A Trip to Ouessant – Fuel for the Soul
After just a short journey by boat, arriving at Ouessant is like stepping back in time. Nothing could be simpler than picking up a nice solid hire bike and pedalling the few short kilometres to Lampaul the main town on the island. Drop your bags at one of the many lodgings, and pick up a delicious marine inspired sandwich from the bar Le Fromveur, head for the coast and be ready to be blown away in every possible way.
Storms have carved a magnificent landscape, that rival some of the great wonders of the world. Shaped by the elements, man’s impact is far less obtrusive than is found on the mainland.
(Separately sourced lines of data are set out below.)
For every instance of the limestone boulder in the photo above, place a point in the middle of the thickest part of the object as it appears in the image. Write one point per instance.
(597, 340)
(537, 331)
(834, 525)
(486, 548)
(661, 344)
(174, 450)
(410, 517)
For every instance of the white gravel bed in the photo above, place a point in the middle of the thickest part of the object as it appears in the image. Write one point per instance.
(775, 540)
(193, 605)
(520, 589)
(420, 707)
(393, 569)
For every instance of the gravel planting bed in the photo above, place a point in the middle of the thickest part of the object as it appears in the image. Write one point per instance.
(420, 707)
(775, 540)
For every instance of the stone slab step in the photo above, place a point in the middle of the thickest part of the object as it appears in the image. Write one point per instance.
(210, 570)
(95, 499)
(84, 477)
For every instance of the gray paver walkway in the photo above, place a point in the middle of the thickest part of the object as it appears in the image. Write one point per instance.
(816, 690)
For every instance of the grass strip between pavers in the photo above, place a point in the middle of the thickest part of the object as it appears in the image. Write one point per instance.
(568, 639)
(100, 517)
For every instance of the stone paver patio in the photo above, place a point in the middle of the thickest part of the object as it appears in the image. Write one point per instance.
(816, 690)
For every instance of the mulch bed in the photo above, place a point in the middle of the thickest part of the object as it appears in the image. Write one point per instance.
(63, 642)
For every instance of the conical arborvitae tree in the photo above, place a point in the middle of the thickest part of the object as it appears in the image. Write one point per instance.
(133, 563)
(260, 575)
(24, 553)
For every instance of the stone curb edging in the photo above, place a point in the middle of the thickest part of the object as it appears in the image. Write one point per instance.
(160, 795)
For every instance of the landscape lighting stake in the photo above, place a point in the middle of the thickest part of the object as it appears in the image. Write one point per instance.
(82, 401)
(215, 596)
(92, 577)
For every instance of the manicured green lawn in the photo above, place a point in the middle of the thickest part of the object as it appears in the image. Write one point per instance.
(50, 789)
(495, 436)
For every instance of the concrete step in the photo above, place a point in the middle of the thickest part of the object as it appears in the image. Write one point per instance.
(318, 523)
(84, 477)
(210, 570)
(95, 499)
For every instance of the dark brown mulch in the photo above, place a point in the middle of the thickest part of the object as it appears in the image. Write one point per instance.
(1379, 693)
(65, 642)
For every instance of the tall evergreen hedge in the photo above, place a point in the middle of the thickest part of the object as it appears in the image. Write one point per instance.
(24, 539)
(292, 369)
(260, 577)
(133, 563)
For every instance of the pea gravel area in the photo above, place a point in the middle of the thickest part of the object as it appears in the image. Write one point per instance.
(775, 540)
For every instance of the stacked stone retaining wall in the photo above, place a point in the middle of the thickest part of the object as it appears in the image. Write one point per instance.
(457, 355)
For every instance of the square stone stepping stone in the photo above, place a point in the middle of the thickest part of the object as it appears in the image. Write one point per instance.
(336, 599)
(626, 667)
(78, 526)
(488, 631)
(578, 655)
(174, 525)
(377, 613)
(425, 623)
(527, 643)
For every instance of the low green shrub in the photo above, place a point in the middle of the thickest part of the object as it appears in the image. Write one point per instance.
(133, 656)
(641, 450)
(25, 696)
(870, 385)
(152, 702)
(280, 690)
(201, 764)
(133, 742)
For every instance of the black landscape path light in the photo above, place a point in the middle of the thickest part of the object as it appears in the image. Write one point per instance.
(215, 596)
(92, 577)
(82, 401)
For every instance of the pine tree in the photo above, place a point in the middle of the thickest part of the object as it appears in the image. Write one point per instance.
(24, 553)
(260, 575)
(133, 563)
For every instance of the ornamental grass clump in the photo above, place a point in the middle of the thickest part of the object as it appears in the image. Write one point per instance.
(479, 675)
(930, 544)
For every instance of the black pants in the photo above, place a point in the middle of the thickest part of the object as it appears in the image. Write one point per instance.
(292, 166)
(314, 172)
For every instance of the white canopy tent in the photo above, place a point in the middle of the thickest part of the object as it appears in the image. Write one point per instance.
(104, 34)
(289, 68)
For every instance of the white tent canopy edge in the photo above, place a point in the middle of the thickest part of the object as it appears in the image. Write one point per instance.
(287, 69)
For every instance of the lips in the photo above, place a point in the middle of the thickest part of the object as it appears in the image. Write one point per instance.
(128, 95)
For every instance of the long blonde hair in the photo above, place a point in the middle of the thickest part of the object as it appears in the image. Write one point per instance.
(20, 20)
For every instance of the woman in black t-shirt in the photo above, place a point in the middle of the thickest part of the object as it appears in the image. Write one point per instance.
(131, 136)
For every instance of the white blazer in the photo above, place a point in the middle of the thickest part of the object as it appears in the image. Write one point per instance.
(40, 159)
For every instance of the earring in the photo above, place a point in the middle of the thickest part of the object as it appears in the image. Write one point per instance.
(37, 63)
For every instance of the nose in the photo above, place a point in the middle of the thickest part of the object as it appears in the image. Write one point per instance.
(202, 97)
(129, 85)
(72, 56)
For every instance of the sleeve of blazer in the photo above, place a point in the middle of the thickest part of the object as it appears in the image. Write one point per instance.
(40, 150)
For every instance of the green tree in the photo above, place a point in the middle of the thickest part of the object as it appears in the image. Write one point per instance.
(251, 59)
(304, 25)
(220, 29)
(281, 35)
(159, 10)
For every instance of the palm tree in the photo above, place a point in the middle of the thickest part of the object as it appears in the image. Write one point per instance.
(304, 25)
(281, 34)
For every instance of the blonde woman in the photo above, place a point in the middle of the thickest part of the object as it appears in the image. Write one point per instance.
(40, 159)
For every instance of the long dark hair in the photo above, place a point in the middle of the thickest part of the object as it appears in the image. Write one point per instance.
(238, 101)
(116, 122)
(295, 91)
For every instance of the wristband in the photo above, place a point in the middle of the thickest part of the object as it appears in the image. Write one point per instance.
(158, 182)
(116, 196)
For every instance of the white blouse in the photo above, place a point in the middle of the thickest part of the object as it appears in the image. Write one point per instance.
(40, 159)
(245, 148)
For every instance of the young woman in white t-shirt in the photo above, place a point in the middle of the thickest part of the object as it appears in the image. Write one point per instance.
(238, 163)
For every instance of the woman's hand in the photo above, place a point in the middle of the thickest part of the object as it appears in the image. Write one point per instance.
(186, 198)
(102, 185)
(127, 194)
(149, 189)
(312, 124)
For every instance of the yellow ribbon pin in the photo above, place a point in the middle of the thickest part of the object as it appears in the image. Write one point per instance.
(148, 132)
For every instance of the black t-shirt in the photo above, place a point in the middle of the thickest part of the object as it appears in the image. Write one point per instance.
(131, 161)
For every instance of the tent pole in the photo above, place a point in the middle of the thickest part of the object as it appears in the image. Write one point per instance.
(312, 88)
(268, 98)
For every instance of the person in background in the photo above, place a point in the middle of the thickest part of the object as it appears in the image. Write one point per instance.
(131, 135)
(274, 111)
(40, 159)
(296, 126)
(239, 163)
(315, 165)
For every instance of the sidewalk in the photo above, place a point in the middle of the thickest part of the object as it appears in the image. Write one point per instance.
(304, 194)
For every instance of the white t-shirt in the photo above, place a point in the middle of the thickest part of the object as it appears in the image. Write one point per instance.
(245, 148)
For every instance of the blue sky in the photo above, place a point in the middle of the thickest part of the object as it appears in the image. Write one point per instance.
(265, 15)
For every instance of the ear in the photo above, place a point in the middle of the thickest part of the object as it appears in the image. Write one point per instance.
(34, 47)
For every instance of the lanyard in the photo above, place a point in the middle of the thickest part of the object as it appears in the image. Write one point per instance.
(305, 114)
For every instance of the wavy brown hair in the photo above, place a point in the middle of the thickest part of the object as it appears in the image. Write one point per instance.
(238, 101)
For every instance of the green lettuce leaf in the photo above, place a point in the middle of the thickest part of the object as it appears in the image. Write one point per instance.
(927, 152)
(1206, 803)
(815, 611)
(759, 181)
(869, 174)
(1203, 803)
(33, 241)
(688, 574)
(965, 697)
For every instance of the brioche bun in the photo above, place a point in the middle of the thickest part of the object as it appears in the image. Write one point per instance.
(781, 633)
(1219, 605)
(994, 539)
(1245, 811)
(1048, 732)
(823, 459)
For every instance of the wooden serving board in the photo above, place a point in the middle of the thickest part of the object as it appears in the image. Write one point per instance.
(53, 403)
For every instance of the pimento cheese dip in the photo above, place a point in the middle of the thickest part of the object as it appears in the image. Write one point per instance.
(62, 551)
The islander’s have a deep respect for nature, and the harsh reality of living with the elements.
The island of Ouessant (or Ushant in English) is found 30km off the coast of Le Conquet and is well known for it’s lighthouses and treacherous seafaring heritage, but also for it’s indigenous sheep. The Pointe de Pern is mainland France’s most westerly site and because of its significance in maritime history, even the rocks enjoy a protected status; one of them is painted white and was used as a marker for sailors to get their bearings. On the tip is a ruin, known as the Villa des Tempêtes, which housed a steam-powered foghorn from 1885-1900.
The waters around Ouessant have been responsible for many shipwrecks. The most famous was the Drummond Castle in 1896, when all on board were lost en route from South Africa to England. In 1978 the oil tanker Amoco Cadiz ran aground near Ouessant causing one of the world’s worst oil spills and polluting the Breton coast.
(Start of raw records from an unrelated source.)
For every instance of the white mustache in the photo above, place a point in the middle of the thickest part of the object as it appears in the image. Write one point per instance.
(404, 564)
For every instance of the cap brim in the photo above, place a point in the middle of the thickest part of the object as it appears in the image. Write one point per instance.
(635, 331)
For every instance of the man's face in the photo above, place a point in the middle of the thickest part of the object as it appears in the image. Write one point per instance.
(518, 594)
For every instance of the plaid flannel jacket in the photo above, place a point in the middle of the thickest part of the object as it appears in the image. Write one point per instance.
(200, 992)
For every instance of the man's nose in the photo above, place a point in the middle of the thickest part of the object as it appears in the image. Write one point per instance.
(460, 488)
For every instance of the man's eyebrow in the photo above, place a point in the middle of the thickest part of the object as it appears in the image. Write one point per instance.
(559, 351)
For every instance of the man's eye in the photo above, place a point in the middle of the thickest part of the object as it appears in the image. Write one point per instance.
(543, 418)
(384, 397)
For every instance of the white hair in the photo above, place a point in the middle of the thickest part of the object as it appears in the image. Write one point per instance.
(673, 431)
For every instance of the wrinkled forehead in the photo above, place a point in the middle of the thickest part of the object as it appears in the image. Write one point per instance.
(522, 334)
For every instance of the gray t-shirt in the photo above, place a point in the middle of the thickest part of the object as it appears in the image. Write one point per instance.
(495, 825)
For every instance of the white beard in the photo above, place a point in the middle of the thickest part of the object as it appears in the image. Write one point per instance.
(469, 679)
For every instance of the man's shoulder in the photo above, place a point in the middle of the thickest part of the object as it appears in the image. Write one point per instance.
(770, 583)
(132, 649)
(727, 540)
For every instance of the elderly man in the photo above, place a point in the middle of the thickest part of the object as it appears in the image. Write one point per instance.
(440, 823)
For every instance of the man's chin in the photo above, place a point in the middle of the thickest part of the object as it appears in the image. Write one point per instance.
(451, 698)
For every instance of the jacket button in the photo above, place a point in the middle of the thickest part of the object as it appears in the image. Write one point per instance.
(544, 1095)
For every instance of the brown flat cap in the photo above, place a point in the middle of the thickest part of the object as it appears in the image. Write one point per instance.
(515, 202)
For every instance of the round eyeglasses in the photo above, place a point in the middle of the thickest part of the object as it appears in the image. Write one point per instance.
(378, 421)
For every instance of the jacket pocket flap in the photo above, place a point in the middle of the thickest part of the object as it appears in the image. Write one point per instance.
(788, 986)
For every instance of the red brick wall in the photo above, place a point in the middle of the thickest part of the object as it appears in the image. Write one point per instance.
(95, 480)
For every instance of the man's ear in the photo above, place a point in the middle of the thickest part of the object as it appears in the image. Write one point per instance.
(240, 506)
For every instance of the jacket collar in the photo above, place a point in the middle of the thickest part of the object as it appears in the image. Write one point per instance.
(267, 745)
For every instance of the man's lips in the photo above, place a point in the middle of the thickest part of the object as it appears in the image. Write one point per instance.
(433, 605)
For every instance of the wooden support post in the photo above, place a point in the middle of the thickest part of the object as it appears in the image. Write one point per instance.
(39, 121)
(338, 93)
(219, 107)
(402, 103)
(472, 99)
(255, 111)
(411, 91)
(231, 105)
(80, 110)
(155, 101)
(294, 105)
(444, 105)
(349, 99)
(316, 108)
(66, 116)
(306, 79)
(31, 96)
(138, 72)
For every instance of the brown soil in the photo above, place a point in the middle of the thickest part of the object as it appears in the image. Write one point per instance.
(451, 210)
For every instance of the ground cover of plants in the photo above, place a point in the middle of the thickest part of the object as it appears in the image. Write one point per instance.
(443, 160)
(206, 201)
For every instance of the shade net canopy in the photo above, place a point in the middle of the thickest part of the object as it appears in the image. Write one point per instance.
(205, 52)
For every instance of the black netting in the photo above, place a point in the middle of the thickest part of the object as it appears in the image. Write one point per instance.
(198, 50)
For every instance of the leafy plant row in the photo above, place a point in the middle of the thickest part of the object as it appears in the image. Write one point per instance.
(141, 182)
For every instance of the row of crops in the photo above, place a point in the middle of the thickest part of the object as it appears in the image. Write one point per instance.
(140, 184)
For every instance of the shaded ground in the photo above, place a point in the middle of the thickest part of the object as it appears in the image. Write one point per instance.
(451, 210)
At the entrance to the English Channel – more than 50,000 ships a year pass this way – which helps explain why there are six lighthouses around the island. The best known is Créac’h, which has one of the most powerful beams in the world with a reach of 80 miles; the Musée des Phares et Balises (museum of lighthouses and buoys) sits at its base. The Stiff lighthouse was designed by military engineer Vauban in 1695 and can be visited in season.
The 32km of coastline are easily covered on foot in a week-end. There are three bicycle hire companies in the port of Stiff that welcome you off the boat, or you can take the bus. It is possible to travel by ferry or plane, google the office de tourisme for info on how to get there. I stayed at the hotel ‘ti jan ar c’hafe’ and it was lovely. www.tijan.fr
This blog is dedicated to Bill and Mary – I made it!